Native PyTorch CUDA IPC over Unix Domain Socket for same-host process separation
Project description
Shared Tensor
shared_tensor is a narrow library for one job: sharing CUDA torch.Tensor and CUDA torch.nn.Module objects across processes on the same host and the same GPU with native PyTorch IPC semantics.
The control plane is a local Unix Domain Socket RPC channel. The data plane is native torch CUDA IPC serialization. CPU fallback is intentionally out of scope.
Scope
Supported:
- same-host trusted processes
- same-GPU CUDA tensors and modules
- explicit endpoint registration
- sync
calland task-backedsubmit - managed object handles with explicit release
- server-side caching,
cache_format_key, singleflight, and explicit cache invalidation - manual two-process deployment as the primary production path
- zero-branch auto mode gated by
SHARED_TENSOR_ENABLED=1
Not supported:
- CPU tensor or CPU module transport
- generic Python object RPC
- cross-host transport
mps- implicit device migration
Install
Use Python 3.9+ and a CUDA-enabled PyTorch build.
pip install shared-tensor
For local development:
conda create -y -n shared-tensor-dev python=3.11
conda activate shared-tensor-dev
pip install -e ".[dev,test]"
Docs
Read the examples first, then the design notes:
docs/overview.mddocs/patterns.mddocs/architecture.mddocs/lifecycle.mddocs/diagrams.md
Example: Manual Two-Process Deployment
Production should prefer two explicitly started processes: one server process that owns CUDA objects, and one or more client processes that reopen them through torch IPC.
See examples/model_service.py for endpoint definitions.
The server-oriented example modules construct providers with explicit execution_mode="server" so importing the module already reflects the intended deployment role.
Server process:
from shared_tensor import SharedTensorProvider, SharedTensorServer
provider = SharedTensorProvider(execution_mode="server")
@provider.share(execution="task", managed=True, concurrency="serialized", cache_format_key="model:{hidden_size}")
def load_model(hidden_size: int = 4):
...
server = SharedTensorServer(provider)
server.start(blocking=True)
Client process:
import torch
from shared_tensor import SharedObjectHandle, SharedTensorClient
client = SharedTensorClient()
x = torch.ones(1, 4, device="cuda")
result = client.call("load_model", hidden_size=4)
if isinstance(result, SharedObjectHandle):
with result as handle:
y = handle.value(x)
This keeps the contract explicit:
server process client process
------------------------------ ------------------------------
owns CUDA allocations issues local UDS RPC requests
executes endpoint functions reopens CUDA objects via torch IPC
manages cache and refcounts releases managed handles explicitly
Lifetime And Failure Contract
shared_tensor follows native PyTorch CUDA IPC semantics.
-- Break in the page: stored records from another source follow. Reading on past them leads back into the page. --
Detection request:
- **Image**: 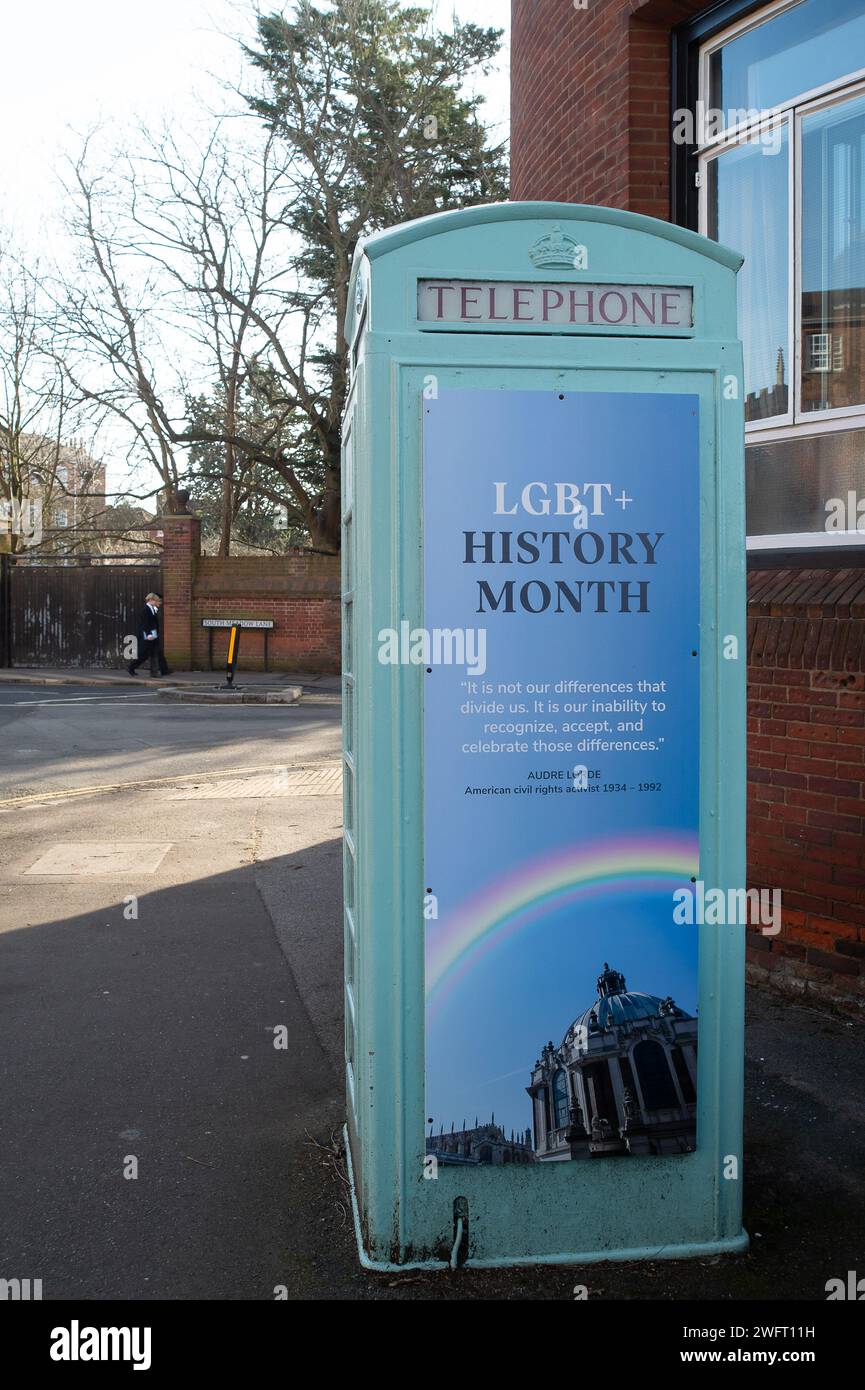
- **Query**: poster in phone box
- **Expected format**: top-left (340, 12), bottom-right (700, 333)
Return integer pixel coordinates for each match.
top-left (425, 389), bottom-right (700, 1166)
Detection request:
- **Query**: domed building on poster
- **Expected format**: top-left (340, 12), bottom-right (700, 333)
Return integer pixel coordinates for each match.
top-left (527, 965), bottom-right (697, 1161)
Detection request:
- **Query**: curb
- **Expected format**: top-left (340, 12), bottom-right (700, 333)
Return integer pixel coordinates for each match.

It does not virtualize or harden producer lifetime.
Core assumption:
- the server process that owns the original CUDA allocation must stay alive while clients are still using reopened CUDA tensors or modules
- handle health checks can detect some stale-object conditions, but they do not remove the producer-liveness requirement
If the server exits, crashes, or is killed before the client is done with the shared CUDA object, behavior is no longer guaranteed by this library. Depending on PyTorch and CUDA runtime state, the client may see CUDA runtime errors, invalid resource handle failures, broken module execution, or process-level instability.
So the production contract is:
- client-side handles are only valid while the producer process remains alive
handle.release()is explicit lifecycle cleanup, not durability- this library does not promise survivability across producer death
Treat producer liveness as a hard requirement, not a soft optimization.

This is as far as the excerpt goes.